Trois jours plus tôt
Arrivé à Ayuthaya, l'ancienne capitale de la Thailande qui regorge de temple. Super guesthouse mais pas beaucoup de touriste. Je rencontre Thoi, le thai le plus calé en géographie que j'ai rencontré. Il est tellement fortiche qu'il connait toutes les capitales de tout les pays du monde (ou presque) et c'est un animateur de foule chevronné dans son petit Jazz bar. Quoique son pad thai soit infecte, il sait nous amuser et parle même un peu français (des mots gras naturellement) Soirée assez relaxe avec la rencontre d'un technicien de scène belge assez intéressant. On rêve du sud, on parle du sud, on se bâti des châteaux dans le sud. Une chose que j'ai remarquée quand tu voyage et qui est sensiblement pareille avec la philosophie: Plus tu voyage, plus tu te rend compte que tu as rien vu... Dans le sens ou la plupart des gens qu'on rencontre sont des grands voyageurs... moi avec le peu que j'ai fait et vu en Asie, ma discussion sur le sujet est assez limitée donc je communique moins avec ces nouveaux humains qui se concentrent à échanger avec mes amis beaucoup plus expérimenté sur le sujet. Normal. Étrange situation qui quelquefois m'ostracise de la discussion voyage... Ça me fait penser que je dois revenir pour finir ce que j'ai commencé... J'ai pas eu le temps de voir Ayuthaya, ni les temples, j'ai perdu mon avant-midi à glander au bureau de l'immigration pour me faire dire qu'il vallait mieux que je sorte du pays... bureaucratie de mar... Quand j'ai dit au proposé que j'acceptais de payer les frais pour éviter de sortir, il m'a dit que maintenant il était en heure de diner, de revenir plus tard... Merci d'avoir fait passer les 20 personnes qui étaient là avant moi... Mes amis m'attendais, impatient, j'ai mangé un pad thai (le meilleur de la thailande je pense mais pas au jazz bar...) et nous avons repris la route. Un petit arrêt rapide à Prachuap Khiri Khan, un guesthouse louche et pas trop propre mais tellement pas chère... On sort un brin au night market pour souper et on se couche tôt... On rêve du sud, on parle du sud, il est ou le sud ?

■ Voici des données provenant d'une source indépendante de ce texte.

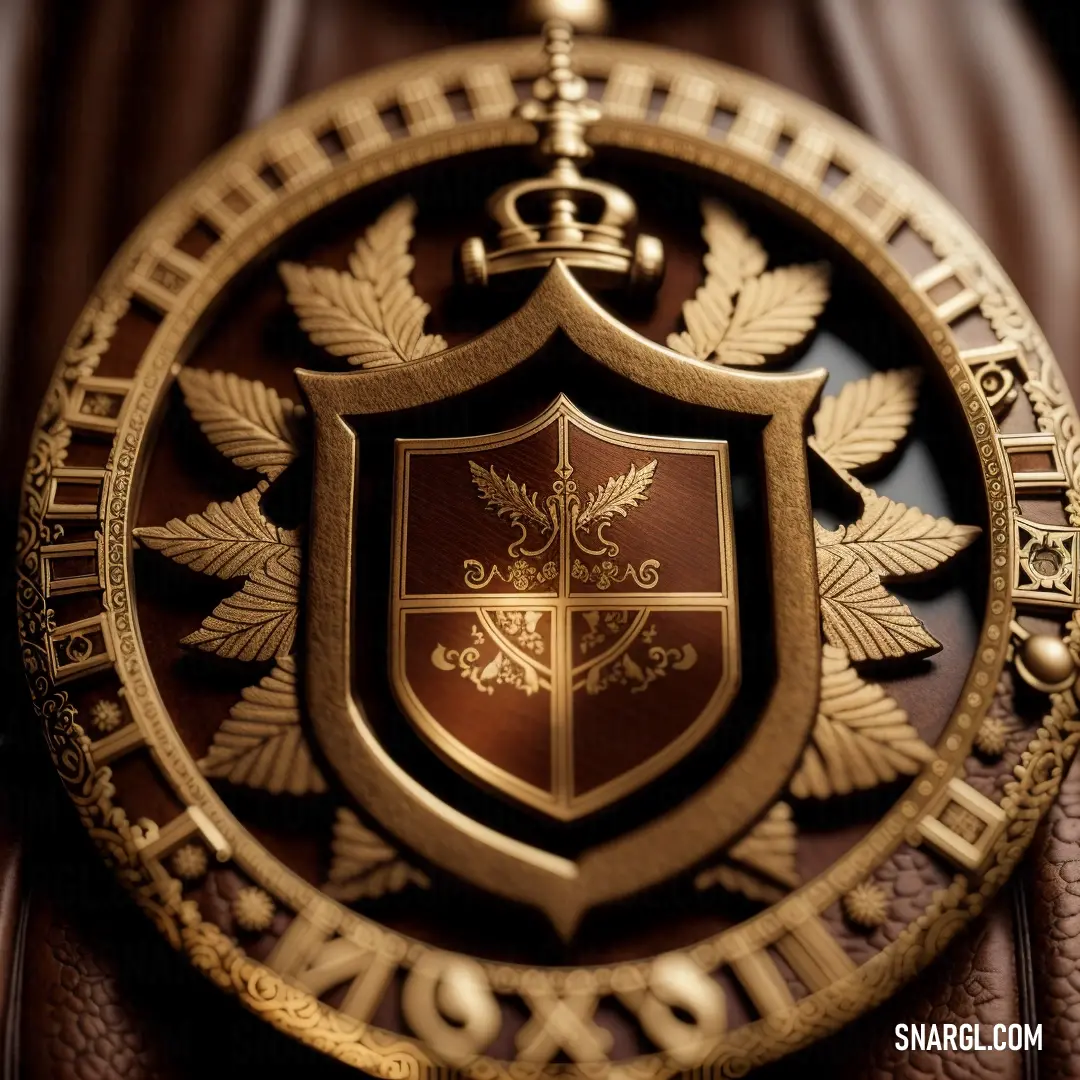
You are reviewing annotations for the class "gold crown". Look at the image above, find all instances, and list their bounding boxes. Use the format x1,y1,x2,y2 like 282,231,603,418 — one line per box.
459,21,664,293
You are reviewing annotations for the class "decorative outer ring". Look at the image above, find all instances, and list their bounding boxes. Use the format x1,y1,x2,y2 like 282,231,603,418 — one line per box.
18,35,1080,1077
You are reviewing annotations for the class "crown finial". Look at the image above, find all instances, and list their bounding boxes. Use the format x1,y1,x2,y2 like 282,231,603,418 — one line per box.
459,19,664,293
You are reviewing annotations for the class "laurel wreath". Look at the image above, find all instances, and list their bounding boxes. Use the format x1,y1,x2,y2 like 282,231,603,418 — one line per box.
135,200,978,902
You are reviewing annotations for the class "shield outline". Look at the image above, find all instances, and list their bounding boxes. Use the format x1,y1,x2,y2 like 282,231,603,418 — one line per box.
390,393,742,821
296,260,827,936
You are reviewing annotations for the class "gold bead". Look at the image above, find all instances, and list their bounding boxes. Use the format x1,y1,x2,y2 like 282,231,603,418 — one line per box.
514,0,611,33
1016,634,1077,693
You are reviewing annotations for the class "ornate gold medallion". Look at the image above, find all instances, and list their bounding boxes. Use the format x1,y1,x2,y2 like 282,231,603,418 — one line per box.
19,16,1080,1080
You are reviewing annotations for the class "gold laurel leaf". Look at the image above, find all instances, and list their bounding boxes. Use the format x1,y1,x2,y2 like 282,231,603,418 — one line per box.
323,807,431,904
667,199,767,360
135,482,299,578
728,802,801,889
180,549,300,660
279,199,446,367
815,491,981,578
716,262,828,367
177,368,301,480
578,461,657,532
199,657,326,795
813,367,921,471
818,548,941,660
790,645,934,803
469,461,551,532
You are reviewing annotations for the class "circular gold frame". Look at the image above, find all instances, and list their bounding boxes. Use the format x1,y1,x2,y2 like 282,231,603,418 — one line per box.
19,40,1080,1077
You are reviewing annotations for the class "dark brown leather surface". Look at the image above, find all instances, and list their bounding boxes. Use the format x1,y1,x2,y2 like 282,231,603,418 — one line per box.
6,0,1080,1080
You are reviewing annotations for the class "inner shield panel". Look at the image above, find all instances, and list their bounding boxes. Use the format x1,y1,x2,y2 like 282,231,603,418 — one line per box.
390,396,740,820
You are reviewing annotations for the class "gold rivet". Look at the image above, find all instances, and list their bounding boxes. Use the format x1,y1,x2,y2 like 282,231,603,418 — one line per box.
1016,634,1077,693
514,0,611,33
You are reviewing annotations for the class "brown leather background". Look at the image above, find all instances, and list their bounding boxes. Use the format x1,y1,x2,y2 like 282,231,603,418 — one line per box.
0,0,1080,1080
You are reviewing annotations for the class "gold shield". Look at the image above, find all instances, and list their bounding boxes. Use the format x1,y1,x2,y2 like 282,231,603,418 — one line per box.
390,395,739,820
297,262,825,934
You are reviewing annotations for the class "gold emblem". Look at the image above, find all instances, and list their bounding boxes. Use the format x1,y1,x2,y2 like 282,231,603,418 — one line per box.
18,12,1080,1080
391,396,739,820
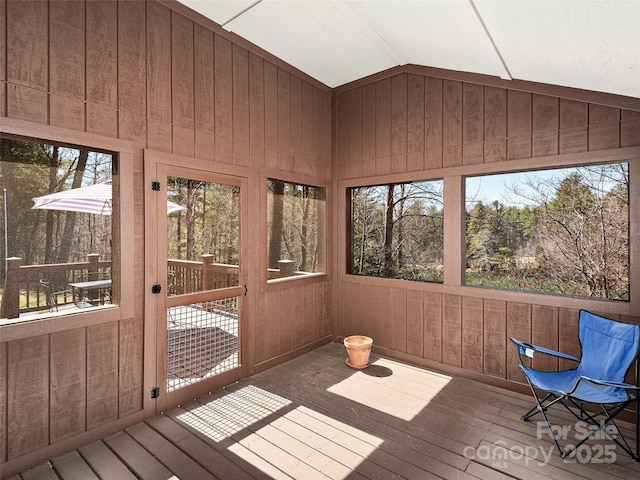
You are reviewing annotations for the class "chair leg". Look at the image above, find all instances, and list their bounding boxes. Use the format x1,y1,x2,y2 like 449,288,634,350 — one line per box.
522,377,565,458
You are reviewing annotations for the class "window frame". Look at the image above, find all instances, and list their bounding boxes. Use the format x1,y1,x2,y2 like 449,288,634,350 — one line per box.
462,160,632,304
334,147,640,316
0,118,134,334
344,177,446,285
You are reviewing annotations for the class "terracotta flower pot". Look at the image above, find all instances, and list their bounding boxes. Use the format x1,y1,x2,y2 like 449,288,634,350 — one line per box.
344,335,373,369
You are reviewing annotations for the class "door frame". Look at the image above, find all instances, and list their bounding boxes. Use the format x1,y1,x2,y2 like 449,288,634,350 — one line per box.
143,150,251,415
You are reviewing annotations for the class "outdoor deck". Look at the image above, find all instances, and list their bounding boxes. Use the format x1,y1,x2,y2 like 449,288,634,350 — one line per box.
7,344,640,480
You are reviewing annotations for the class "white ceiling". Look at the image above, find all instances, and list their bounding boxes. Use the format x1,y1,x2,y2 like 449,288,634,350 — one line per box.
180,0,640,98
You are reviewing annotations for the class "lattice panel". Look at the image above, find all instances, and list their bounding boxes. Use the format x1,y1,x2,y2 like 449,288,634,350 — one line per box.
167,296,240,392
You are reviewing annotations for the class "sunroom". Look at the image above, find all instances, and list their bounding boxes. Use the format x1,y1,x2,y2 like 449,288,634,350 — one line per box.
0,0,640,479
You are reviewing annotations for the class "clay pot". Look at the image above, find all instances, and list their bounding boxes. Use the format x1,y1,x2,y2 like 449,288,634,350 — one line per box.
344,335,373,369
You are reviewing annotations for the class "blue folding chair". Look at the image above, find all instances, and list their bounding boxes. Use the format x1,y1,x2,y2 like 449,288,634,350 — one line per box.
511,310,640,461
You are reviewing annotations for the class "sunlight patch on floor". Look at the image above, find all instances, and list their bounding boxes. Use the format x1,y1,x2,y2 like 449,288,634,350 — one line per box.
175,386,384,479
176,385,291,442
327,359,451,421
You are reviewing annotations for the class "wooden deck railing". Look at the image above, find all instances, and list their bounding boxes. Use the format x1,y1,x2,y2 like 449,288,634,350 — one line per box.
0,254,303,318
0,253,111,318
168,254,240,295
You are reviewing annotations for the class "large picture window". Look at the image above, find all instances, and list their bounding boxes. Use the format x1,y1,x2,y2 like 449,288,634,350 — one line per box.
466,163,629,301
0,137,118,318
267,179,326,280
347,180,444,282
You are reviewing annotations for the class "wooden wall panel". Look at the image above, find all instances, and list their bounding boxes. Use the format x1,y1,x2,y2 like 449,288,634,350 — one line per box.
299,284,320,346
249,53,265,168
146,2,172,142
589,104,620,150
49,328,87,442
531,95,558,157
85,1,118,137
278,68,291,172
289,75,304,174
171,12,195,156
483,299,514,378
462,83,484,165
407,75,425,172
118,2,147,119
424,77,444,170
558,308,582,369
388,288,407,353
232,45,250,167
7,335,50,460
277,288,295,355
373,287,391,348
0,342,8,464
423,292,442,362
118,318,142,417
372,79,391,175
300,82,314,173
264,63,278,169
484,87,507,163
265,292,280,359
507,90,532,160
87,322,119,429
442,294,462,367
620,110,640,147
391,75,407,173
49,0,85,131
213,35,233,164
442,80,463,167
0,0,330,468
407,290,424,357
360,278,376,340
506,302,531,382
462,297,484,372
559,99,589,153
193,24,215,160
6,0,49,124
531,305,558,370
345,88,364,178
344,284,363,336
362,84,377,178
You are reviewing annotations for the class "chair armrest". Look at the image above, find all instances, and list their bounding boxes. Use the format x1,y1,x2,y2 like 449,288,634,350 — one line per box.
511,337,580,363
576,375,640,392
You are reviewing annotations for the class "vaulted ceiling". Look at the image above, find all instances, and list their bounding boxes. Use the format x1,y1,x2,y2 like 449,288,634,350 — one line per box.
180,0,640,97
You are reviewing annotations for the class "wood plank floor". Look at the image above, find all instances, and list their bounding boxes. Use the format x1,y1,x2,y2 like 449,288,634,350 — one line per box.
7,344,640,480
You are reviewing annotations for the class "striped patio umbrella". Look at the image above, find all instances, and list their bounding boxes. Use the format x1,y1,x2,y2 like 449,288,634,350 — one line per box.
31,180,186,215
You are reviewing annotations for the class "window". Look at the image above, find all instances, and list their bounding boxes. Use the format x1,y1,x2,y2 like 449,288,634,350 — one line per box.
347,180,444,282
466,163,629,301
0,137,119,318
267,179,326,280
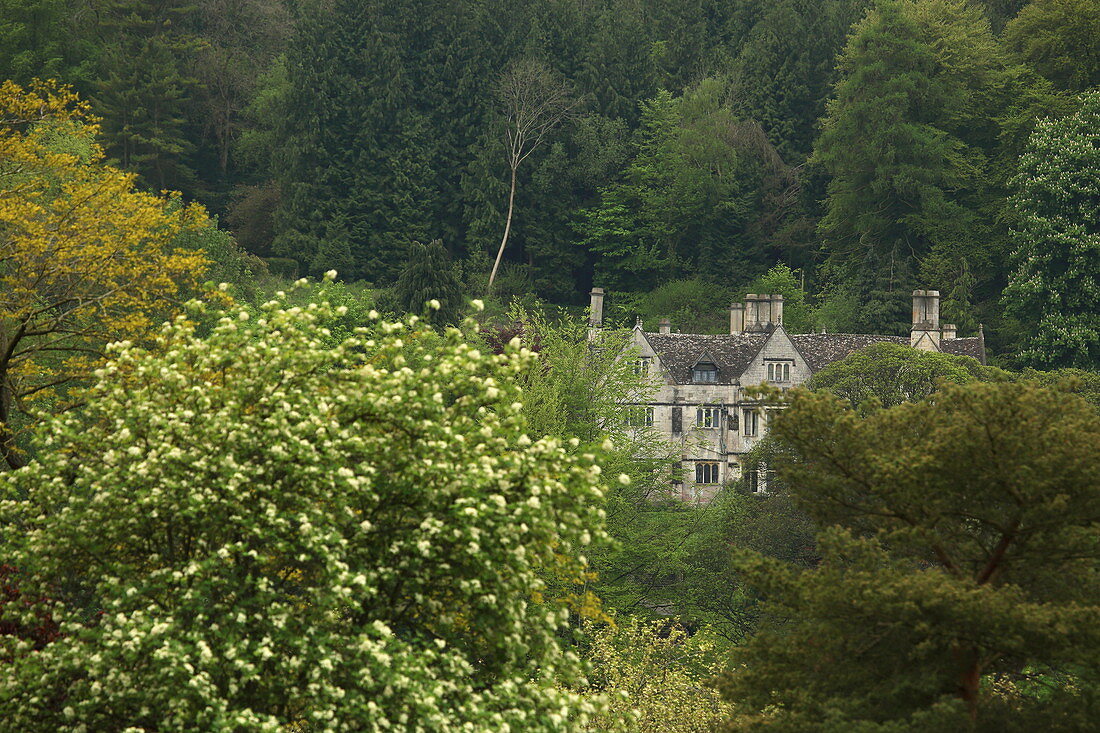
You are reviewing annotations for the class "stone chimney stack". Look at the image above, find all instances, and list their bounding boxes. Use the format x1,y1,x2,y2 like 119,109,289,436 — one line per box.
729,303,745,333
745,293,763,332
771,293,783,326
909,291,942,351
589,287,604,328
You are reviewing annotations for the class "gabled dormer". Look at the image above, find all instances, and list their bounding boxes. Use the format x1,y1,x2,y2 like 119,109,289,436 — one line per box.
691,351,718,384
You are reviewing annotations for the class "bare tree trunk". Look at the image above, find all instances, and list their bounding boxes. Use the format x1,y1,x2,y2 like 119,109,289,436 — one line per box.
486,166,516,292
0,378,26,469
953,644,981,725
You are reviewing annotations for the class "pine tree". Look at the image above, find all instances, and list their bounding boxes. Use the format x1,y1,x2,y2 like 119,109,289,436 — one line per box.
721,383,1100,733
274,0,435,282
394,239,464,324
92,0,201,195
0,0,92,86
1004,0,1100,91
732,0,868,165
815,0,1013,329
1004,91,1100,369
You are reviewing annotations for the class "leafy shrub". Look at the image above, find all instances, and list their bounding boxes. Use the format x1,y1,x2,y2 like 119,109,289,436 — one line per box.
0,281,603,731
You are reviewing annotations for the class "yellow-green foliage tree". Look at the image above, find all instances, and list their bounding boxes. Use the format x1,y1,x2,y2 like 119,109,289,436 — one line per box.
587,619,733,733
0,286,606,733
0,81,207,468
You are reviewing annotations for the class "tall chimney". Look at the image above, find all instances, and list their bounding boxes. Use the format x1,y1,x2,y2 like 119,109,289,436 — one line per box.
729,303,745,333
909,291,942,351
771,293,783,326
745,293,763,331
589,287,604,328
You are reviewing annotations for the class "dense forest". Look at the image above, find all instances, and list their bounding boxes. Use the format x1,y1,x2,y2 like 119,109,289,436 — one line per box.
8,0,1100,367
0,0,1100,733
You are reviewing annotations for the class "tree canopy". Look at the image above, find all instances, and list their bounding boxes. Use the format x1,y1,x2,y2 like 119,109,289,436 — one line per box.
723,383,1100,731
0,81,208,467
0,288,604,731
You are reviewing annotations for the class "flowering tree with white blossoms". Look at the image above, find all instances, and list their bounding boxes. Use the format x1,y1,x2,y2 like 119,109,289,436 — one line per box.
0,278,604,733
1004,90,1100,370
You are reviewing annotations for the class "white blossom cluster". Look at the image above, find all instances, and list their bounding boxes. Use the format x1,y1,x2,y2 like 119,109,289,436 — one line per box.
0,288,605,733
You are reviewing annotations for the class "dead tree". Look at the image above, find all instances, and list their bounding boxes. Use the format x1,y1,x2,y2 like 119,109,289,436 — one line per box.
487,58,578,291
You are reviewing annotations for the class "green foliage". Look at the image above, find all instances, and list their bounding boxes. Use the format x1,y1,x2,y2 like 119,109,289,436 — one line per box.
168,197,256,299
745,262,814,333
815,0,1014,332
1004,91,1100,369
722,382,1100,731
810,343,992,412
0,283,604,731
732,0,870,165
585,619,732,733
1004,0,1100,91
576,79,773,291
393,239,466,324
624,277,734,333
92,0,198,193
0,0,91,85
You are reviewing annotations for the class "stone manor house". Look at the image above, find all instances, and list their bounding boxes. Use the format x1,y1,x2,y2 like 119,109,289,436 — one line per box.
590,287,986,502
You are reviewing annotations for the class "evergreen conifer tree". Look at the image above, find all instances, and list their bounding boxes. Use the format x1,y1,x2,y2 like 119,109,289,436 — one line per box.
722,378,1100,733
815,0,1013,331
394,239,463,324
1004,91,1100,369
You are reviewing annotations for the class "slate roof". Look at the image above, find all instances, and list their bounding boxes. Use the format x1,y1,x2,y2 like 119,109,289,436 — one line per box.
791,333,909,372
646,333,768,384
646,325,986,384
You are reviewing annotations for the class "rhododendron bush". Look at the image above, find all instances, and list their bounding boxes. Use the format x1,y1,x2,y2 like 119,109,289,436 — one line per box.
0,283,604,732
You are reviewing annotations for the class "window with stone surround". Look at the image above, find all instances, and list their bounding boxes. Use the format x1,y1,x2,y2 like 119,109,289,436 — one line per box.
691,361,718,384
695,405,722,428
767,361,793,382
695,461,718,483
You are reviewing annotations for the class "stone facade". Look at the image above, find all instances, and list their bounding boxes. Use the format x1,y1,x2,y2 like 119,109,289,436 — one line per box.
590,288,986,502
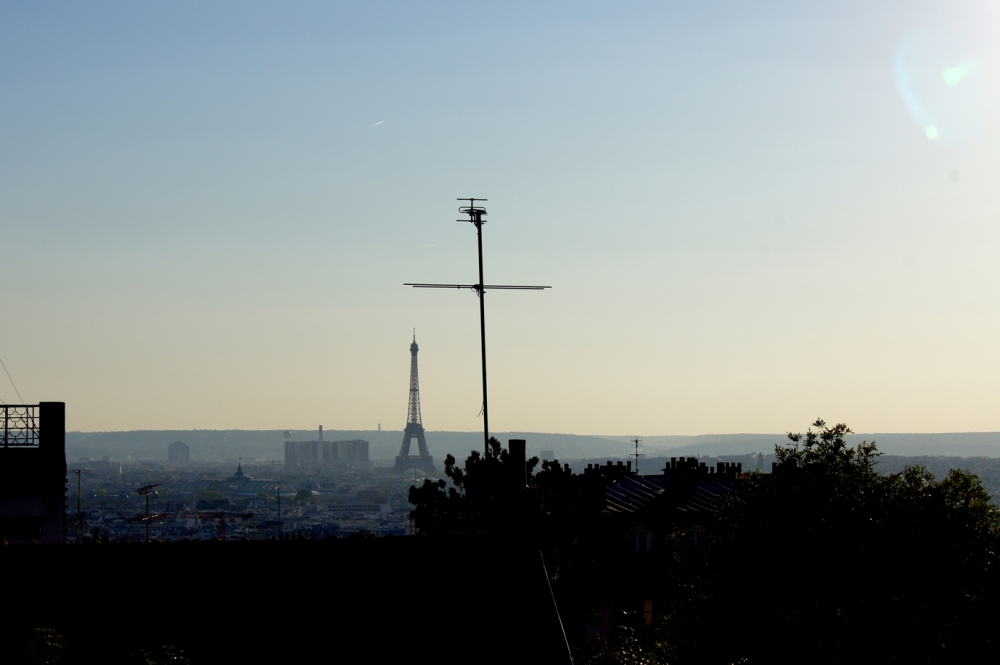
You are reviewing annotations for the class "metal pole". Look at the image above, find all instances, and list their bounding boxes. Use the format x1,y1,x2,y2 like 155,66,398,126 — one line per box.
470,215,490,455
76,469,83,545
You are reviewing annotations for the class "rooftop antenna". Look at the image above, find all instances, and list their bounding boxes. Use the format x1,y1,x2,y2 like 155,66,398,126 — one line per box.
135,483,163,543
403,197,552,455
629,436,644,476
274,483,284,540
73,469,85,545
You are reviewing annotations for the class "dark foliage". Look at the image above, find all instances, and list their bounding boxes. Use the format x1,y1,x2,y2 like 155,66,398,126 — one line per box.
410,420,1000,665
409,437,538,534
667,420,998,663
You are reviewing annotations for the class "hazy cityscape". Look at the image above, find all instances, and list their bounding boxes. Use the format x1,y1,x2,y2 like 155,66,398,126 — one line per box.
0,0,1000,665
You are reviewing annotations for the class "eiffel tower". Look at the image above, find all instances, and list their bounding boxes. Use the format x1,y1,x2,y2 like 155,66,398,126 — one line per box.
392,334,437,475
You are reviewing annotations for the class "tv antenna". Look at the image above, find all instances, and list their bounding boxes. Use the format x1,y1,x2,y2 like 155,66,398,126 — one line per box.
135,483,163,543
73,469,87,545
403,197,552,454
629,436,644,476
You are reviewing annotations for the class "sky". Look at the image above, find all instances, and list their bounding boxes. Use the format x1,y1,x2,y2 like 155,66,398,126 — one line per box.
0,0,1000,435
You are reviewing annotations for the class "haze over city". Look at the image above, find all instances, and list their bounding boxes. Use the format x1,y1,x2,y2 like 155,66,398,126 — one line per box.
0,2,1000,435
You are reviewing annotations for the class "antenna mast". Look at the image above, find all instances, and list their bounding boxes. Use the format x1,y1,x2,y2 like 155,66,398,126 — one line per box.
629,436,643,476
403,197,552,455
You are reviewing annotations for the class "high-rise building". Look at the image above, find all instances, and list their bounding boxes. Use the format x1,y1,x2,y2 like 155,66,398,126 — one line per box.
322,439,368,468
285,441,319,468
167,441,191,464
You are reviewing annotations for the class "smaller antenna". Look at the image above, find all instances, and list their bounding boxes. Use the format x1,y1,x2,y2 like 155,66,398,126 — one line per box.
629,436,645,476
135,483,163,543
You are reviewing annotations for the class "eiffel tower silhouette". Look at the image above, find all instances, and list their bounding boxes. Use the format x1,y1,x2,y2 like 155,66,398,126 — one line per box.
392,333,437,475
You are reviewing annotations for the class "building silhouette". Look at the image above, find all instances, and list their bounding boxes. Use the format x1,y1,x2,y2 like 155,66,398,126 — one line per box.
0,402,66,544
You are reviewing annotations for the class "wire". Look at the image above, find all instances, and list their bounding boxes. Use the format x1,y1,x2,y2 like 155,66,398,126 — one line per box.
0,358,24,404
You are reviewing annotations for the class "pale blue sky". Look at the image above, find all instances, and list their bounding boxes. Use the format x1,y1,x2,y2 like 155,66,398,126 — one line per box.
0,2,1000,435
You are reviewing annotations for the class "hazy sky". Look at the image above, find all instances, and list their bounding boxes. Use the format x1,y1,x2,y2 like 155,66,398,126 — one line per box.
0,0,1000,435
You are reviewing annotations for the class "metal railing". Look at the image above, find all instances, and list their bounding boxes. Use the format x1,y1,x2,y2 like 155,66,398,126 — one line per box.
0,404,38,448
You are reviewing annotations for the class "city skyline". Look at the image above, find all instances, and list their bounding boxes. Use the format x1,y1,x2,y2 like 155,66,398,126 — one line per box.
0,2,1000,436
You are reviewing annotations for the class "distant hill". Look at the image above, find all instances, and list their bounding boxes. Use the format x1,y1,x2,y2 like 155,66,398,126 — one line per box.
66,430,1000,462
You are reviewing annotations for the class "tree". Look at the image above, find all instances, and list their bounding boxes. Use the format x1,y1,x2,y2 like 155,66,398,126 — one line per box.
667,420,1000,663
409,437,538,534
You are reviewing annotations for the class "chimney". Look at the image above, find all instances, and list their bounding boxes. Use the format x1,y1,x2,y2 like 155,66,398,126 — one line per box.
507,439,528,487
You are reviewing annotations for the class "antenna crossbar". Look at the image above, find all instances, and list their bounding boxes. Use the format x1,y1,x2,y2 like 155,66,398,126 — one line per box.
403,283,552,291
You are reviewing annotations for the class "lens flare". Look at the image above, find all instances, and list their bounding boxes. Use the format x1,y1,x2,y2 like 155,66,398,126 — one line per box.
894,30,988,145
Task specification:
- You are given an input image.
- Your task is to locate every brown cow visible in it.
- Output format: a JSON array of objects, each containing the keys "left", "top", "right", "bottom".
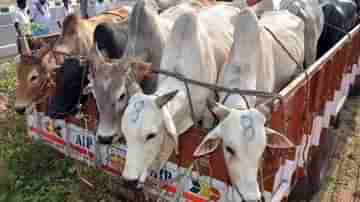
[{"left": 15, "top": 8, "right": 128, "bottom": 113}]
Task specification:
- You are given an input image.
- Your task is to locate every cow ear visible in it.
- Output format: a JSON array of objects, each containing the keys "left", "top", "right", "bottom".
[
  {"left": 206, "top": 99, "right": 230, "bottom": 121},
  {"left": 155, "top": 90, "right": 179, "bottom": 108},
  {"left": 132, "top": 61, "right": 151, "bottom": 82},
  {"left": 193, "top": 127, "right": 221, "bottom": 157},
  {"left": 265, "top": 127, "right": 295, "bottom": 149}
]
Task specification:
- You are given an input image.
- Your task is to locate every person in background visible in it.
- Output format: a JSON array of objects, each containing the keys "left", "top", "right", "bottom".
[
  {"left": 80, "top": 0, "right": 89, "bottom": 19},
  {"left": 13, "top": 0, "right": 31, "bottom": 54},
  {"left": 14, "top": 0, "right": 31, "bottom": 36},
  {"left": 63, "top": 0, "right": 74, "bottom": 17},
  {"left": 95, "top": 0, "right": 108, "bottom": 15},
  {"left": 31, "top": 0, "right": 51, "bottom": 35},
  {"left": 56, "top": 0, "right": 74, "bottom": 28}
]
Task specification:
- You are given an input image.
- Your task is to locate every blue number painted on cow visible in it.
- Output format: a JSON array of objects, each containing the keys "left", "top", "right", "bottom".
[{"left": 131, "top": 101, "right": 144, "bottom": 123}]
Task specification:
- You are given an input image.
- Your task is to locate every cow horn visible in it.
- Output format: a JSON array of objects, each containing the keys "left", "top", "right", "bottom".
[
  {"left": 206, "top": 99, "right": 230, "bottom": 121},
  {"left": 95, "top": 42, "right": 105, "bottom": 62}
]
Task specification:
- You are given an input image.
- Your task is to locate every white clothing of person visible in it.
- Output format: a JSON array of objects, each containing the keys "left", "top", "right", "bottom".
[
  {"left": 31, "top": 0, "right": 51, "bottom": 26},
  {"left": 88, "top": 0, "right": 108, "bottom": 17},
  {"left": 13, "top": 7, "right": 31, "bottom": 35}
]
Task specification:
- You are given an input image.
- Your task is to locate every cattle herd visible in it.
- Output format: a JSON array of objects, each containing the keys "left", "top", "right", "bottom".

Les gars me déposent downtown. Me voici donc seul avec mon sac lourd au milieu de cette ville inconnu à chercher un moyen de me trouver un visa run pour la Birmanie. Pas un seul blanc en ville. L'anglais est à toute fin pratique inutile... Tu place des mots, même pas besoin de phrases complètes. Je me fais envoyer à gauche, à droite et j'atterrit finalement au pire endroit: Le bureau du tourisme. La place à éviter parce qu'ils veulent te vendre des forfaits trop chère. J'ai expliqué mon cas et après plusieurs coup de téléphone, je me suis trouvé un chauffeur privé pour faire un visa run en Birmanie. Ça coute chère. Demain matin 5h, j'embarque dans un char, m'en va là-bas aller-retour et espère embarquer sur le dernier bateau demain soir en direction Koh Phagan, ile de soleil, de paresse et de débauche. J'aime trop ce pays, j'y suis donc j'y reste... deux semaines de plus! Après, on verra, il y a pleins de possibilités mais mon prochain but c'est prendre du soleil, faire du snorkeling et de la plongée! Hoy!